In the meantime I thought I would post a few notes on those tricky animal pairings that seem to have more than a few people stumped when trying to id them.
To kick it off we will look at Grant’s gazelle and Thomson’s gazelle. If you were treated to perfect photos every time I think you would get the hang of these two pretty quick but with the often blurry or distant images we get on snapshot they can be tricky.
Grant’s gazelle A Thomson’s gazelle A
A; First off there is the overall colouration. Thomson’s has a thick dark stripe across its side, Grant’s usually lacks this but be aware as some Grant’s have a dark stripe too. Not the best distinguishing feature as there can be quite a bit of colour variation.
Grant’s gazelle B Thomson’s gazelle B
B; A better distinction is the facial markings. Grant’s gazelle has a thick black stripe running along the side of the face from the nose passing through the eye to the base of the horns giving a masked look. Thomson’s has the same stripe but it ends at the eye, not passing through. The white band on top of the black stripe is more distinct on Grant’s.

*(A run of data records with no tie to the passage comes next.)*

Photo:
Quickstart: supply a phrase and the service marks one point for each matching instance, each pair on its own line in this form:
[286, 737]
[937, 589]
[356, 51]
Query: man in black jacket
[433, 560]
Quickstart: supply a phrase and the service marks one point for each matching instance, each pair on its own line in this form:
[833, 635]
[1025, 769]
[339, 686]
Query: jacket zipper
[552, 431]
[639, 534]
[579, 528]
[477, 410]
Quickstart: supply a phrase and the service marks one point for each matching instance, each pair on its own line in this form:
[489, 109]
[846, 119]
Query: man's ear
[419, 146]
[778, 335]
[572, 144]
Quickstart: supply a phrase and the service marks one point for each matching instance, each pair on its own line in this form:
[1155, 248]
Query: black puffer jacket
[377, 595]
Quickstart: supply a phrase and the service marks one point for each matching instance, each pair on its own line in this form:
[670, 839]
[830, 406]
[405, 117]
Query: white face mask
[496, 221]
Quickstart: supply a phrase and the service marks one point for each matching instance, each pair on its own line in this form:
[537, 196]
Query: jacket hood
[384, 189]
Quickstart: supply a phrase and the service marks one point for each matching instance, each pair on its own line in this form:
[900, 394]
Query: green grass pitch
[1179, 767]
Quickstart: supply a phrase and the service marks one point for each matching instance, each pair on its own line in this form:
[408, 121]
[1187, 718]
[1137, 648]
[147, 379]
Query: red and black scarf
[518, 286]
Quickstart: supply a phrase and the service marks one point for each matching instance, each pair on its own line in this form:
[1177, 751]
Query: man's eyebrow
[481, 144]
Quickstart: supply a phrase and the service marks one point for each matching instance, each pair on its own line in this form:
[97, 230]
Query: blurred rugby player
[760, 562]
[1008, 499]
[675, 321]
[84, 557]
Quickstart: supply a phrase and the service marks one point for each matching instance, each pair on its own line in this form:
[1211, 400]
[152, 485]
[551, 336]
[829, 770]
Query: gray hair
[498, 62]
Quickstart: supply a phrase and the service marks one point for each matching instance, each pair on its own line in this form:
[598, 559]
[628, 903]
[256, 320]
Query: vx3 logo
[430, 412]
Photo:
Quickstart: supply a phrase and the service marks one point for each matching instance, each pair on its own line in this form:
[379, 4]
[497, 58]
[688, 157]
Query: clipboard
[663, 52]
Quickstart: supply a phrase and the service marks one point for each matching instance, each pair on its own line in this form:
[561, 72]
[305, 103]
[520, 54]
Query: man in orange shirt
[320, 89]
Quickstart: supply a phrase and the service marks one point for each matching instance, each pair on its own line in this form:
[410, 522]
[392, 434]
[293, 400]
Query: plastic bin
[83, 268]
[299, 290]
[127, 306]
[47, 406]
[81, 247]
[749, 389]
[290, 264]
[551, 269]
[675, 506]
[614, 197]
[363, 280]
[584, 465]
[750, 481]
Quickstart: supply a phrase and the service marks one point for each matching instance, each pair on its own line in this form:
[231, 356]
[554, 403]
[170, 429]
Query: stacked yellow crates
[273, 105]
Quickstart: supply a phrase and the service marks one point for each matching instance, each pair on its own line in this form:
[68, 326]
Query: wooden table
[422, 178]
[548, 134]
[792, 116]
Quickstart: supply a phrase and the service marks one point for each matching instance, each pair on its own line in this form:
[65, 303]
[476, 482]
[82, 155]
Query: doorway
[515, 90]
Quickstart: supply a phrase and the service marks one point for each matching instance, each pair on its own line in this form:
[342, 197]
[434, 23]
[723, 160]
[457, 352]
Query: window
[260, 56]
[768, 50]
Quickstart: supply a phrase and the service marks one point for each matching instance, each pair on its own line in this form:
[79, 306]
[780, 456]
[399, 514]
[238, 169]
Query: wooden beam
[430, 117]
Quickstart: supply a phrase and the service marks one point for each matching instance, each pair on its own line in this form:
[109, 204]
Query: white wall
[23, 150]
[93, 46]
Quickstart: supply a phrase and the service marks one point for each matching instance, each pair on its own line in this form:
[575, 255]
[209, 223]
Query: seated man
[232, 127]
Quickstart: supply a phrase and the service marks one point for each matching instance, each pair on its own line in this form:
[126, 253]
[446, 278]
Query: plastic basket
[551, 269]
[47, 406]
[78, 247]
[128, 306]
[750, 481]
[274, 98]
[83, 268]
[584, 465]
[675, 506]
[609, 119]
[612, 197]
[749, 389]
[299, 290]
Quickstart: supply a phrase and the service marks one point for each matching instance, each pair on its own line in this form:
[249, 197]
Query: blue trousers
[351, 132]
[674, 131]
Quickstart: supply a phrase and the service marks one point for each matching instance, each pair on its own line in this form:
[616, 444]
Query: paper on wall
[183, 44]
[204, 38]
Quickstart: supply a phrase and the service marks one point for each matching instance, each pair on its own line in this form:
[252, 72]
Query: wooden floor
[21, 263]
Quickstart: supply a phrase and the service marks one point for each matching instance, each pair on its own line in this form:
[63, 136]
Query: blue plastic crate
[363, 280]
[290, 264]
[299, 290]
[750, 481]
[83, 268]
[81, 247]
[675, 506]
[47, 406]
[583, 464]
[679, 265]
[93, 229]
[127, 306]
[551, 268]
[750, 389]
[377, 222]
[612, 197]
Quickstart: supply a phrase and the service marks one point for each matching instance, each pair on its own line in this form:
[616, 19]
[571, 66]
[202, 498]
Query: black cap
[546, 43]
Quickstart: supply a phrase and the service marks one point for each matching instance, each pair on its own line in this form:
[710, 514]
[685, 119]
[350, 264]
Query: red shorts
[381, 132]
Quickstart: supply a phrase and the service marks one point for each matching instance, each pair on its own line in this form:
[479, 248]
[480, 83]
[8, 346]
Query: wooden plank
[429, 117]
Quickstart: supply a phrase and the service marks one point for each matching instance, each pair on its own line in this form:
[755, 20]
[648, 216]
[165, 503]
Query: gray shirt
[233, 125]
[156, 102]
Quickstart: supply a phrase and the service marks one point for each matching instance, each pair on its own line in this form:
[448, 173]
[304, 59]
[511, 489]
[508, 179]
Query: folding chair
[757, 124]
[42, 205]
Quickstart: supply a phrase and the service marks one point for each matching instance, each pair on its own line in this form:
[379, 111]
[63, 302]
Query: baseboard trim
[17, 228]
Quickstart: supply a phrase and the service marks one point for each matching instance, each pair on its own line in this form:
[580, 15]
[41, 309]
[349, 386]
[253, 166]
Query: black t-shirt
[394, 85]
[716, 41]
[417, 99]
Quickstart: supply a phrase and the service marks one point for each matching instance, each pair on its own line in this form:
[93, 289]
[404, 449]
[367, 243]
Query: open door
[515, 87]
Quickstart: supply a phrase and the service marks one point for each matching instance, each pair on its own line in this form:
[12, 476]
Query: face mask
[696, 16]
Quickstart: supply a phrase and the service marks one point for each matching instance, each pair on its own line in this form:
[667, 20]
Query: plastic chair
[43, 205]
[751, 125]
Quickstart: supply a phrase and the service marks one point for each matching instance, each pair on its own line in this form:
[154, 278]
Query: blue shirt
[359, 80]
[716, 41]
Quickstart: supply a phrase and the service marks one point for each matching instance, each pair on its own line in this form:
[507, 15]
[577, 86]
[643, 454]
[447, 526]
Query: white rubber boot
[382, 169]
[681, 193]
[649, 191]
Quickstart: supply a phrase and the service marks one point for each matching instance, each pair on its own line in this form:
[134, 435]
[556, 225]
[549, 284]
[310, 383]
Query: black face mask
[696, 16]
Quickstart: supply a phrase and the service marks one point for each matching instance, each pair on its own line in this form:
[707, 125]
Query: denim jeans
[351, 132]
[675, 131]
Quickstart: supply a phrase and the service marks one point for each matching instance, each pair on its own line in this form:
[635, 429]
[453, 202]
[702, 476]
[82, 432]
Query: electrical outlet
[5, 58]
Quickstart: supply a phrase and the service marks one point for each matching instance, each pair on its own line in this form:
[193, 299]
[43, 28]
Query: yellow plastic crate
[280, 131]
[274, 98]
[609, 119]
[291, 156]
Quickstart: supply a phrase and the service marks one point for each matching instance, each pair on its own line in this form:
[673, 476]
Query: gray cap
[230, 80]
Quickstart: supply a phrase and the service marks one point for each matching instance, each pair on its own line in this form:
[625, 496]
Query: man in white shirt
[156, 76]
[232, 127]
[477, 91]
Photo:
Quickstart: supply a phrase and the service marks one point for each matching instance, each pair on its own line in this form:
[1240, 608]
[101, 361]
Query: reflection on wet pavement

Grant’s gazelle C Thomson’s gazelle C
C; If you get a back-side shot then Grant’s displays a much whiter overall appearance with the white area extending past the root of the tail up onto the back. In Thomson’s the white area stops at the root of the tail. Grant’s tail is white at the root and thin with whispy black end, Thomson’s is dark and fluffy looking. The black vertical bands in Grant’s are also more prominent.
Grant’s and Thomson’s Gazelle
Photo NH53, Flickr (https://creativecommons.org/licenses/by/2.0/)
In a mixed group the smaller size of Thomson’s is evident, although with young animals it is not so obvious. Here you can easily see most of the features discussed above with the Grant’s gazelle comprising the 7 animals to the right back and the Thomson’s gazelle to the left forward. Note the Grant’s gazelle side on at the back, it shows a much darker side stripe than the others more a kin to Thomson’s. Males and females of both antelope have horns with the females usually shorter and thinner. In some females horns are absent. In general Grant’s are more graceful looking than the stocky Thomson’s.